In: Economics
Coronavirus impact on avaition sector
Impact- Domestic air pax growth to further slow down amid coronavirus outbreak.
Domestic air traffic growth has been muted over Apr’19-Feb’20 due to weak demand. For March 2020, this should further weaken first due to travel advisories and then complete suspension of flights. All international and domestic flights have been suspended amid a lockdown.
Fleet additions likely to be deferred amidst demand disruption.

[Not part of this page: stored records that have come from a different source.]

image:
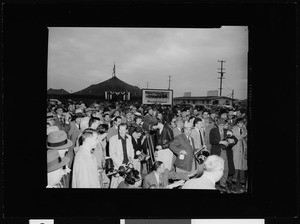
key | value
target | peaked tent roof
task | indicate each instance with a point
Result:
(113, 84)
(57, 91)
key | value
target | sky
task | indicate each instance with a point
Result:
(80, 57)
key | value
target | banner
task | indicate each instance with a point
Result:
(157, 96)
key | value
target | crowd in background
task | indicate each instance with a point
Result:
(128, 145)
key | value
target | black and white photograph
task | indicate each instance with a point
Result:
(147, 108)
(154, 111)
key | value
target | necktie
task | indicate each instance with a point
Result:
(190, 140)
(201, 138)
(160, 181)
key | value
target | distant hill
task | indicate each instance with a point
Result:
(57, 92)
(113, 84)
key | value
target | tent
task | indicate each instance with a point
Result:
(112, 89)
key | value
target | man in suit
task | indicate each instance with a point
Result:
(179, 127)
(198, 133)
(159, 177)
(213, 171)
(164, 136)
(75, 131)
(183, 147)
(121, 151)
(61, 119)
(217, 140)
(114, 129)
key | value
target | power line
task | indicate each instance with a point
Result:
(169, 81)
(221, 78)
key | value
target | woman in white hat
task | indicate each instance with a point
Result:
(57, 140)
(55, 168)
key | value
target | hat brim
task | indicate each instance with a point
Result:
(64, 162)
(69, 144)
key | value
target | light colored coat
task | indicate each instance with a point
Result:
(116, 150)
(240, 149)
(85, 174)
(150, 179)
(176, 132)
(204, 182)
(111, 132)
(196, 136)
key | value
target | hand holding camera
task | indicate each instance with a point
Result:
(159, 147)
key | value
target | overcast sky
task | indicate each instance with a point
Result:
(80, 57)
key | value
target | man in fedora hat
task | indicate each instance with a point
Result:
(85, 170)
(55, 170)
(62, 119)
(58, 140)
(50, 123)
(160, 176)
(75, 130)
(217, 137)
(183, 147)
(121, 151)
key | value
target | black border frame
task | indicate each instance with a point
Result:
(272, 30)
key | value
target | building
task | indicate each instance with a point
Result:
(204, 100)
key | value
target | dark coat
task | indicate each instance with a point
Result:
(179, 143)
(149, 122)
(165, 138)
(139, 146)
(214, 139)
(61, 125)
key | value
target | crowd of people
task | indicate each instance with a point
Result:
(123, 145)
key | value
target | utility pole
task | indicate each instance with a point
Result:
(114, 70)
(221, 76)
(169, 81)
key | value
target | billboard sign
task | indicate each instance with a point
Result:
(157, 96)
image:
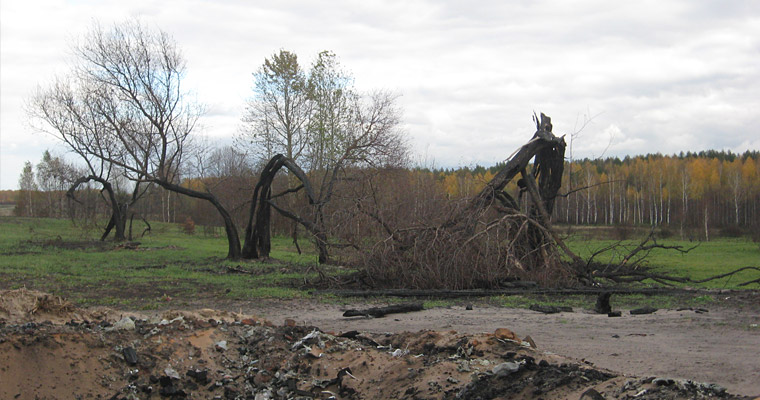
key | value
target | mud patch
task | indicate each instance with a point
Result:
(209, 354)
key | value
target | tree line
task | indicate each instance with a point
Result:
(330, 160)
(711, 189)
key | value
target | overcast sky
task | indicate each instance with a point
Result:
(657, 76)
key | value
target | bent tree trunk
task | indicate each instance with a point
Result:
(233, 240)
(257, 234)
(118, 219)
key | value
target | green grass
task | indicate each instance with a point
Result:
(707, 259)
(171, 268)
(56, 256)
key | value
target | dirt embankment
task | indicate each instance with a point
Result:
(51, 350)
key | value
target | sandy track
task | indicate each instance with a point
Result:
(720, 346)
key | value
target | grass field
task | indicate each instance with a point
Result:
(703, 260)
(55, 256)
(169, 265)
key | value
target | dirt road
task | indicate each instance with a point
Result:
(720, 346)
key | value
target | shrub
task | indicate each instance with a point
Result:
(189, 226)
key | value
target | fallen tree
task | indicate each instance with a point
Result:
(491, 239)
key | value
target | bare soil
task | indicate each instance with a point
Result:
(50, 349)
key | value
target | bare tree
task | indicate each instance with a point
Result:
(138, 116)
(27, 186)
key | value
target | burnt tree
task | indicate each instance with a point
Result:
(258, 233)
(488, 240)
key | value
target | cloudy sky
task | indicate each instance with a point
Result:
(653, 76)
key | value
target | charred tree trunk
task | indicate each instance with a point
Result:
(118, 219)
(257, 234)
(233, 239)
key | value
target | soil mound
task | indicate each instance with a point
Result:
(219, 355)
(22, 305)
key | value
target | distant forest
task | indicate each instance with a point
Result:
(690, 193)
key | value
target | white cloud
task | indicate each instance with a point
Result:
(663, 75)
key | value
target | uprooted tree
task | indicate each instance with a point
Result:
(491, 238)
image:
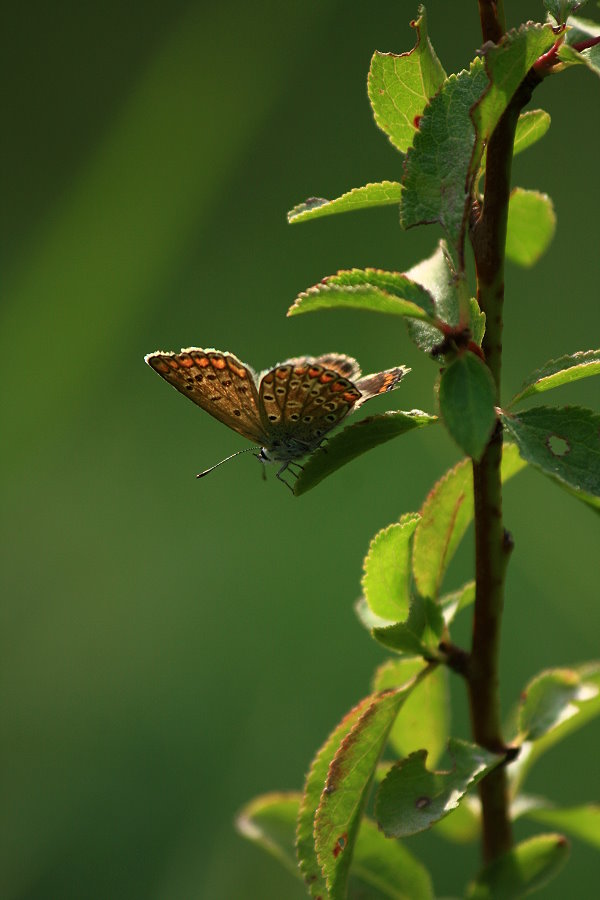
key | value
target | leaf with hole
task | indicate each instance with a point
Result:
(411, 798)
(354, 440)
(564, 444)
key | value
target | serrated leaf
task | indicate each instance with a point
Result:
(400, 86)
(438, 276)
(506, 64)
(445, 516)
(587, 709)
(411, 798)
(550, 699)
(467, 398)
(386, 578)
(564, 444)
(383, 193)
(423, 721)
(387, 868)
(369, 289)
(313, 788)
(354, 440)
(436, 168)
(557, 372)
(531, 226)
(582, 822)
(270, 822)
(418, 635)
(581, 30)
(345, 793)
(562, 9)
(453, 602)
(524, 869)
(463, 824)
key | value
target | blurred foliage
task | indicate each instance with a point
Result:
(161, 664)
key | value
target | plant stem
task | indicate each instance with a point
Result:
(492, 542)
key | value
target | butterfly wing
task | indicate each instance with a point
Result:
(300, 401)
(217, 382)
(379, 383)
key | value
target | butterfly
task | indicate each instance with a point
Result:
(287, 410)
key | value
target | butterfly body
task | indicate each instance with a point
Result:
(287, 410)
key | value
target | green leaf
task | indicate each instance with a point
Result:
(400, 86)
(582, 822)
(463, 824)
(531, 226)
(467, 399)
(369, 289)
(423, 721)
(455, 601)
(581, 30)
(411, 798)
(550, 699)
(355, 440)
(562, 9)
(587, 709)
(270, 822)
(445, 516)
(564, 444)
(506, 64)
(419, 635)
(386, 579)
(384, 193)
(387, 868)
(313, 788)
(557, 372)
(436, 185)
(345, 793)
(524, 869)
(438, 276)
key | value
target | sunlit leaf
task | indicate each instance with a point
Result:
(557, 372)
(386, 579)
(411, 798)
(550, 699)
(564, 444)
(524, 869)
(436, 168)
(467, 396)
(270, 822)
(355, 440)
(345, 793)
(369, 289)
(531, 226)
(582, 822)
(445, 516)
(313, 788)
(506, 63)
(400, 85)
(424, 719)
(384, 193)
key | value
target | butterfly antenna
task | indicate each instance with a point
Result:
(227, 458)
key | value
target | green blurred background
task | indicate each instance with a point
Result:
(171, 648)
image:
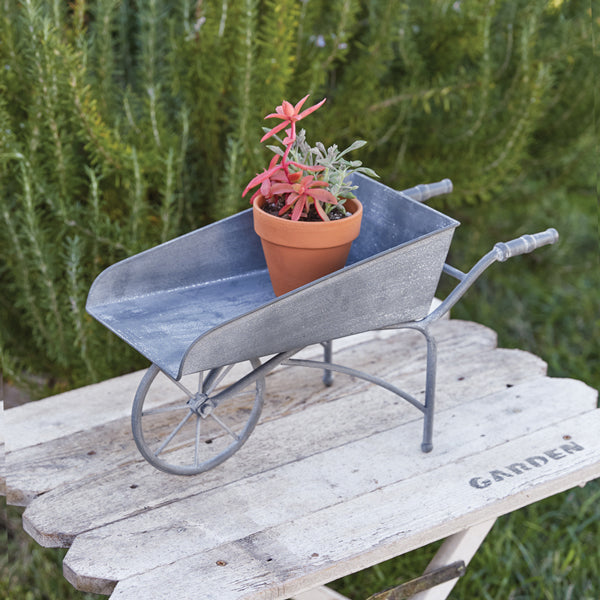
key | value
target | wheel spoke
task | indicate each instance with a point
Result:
(173, 433)
(162, 409)
(186, 442)
(227, 429)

With traffic likely to be impacted for at least over next 1-2
quarters, airlines would look to defer their fleet addition plans
and/or terminate existing leases. While airlines are
still discussing with OEMs/lessors to re-align their fleet
inductions.
Response- Airlines to rationalize costs to tide over
this difficult period
Airlines are taking steps to cut down on costs a) Announcing salary
cuts ranging from 5-20% b) Implementing rotational leaves to
employees without pay and c) Cancelling/ reducing certain
allowances it pays to its executive pilots, cabin crew and
officers. Also, airlines are in talks with the lessors to explore
any
deferment on lease payments which will support their near term
liquidity requirement.
Industry awaiting relief package from the
government
The aviation industry has represented to the government to provide
certain relief measures. We understand such measures may include
deferred payment of airport charges (esp at AAI operated airports)
and statutory dues, reduction on tax levied on ATF and possibly
extended credit period for ATF dues to OMCs. These measures,
if
agreed to by the government, will provide some relief to the
airlines.
Please note: This is particularly in reference to Indian avaition sector but can be generally used to!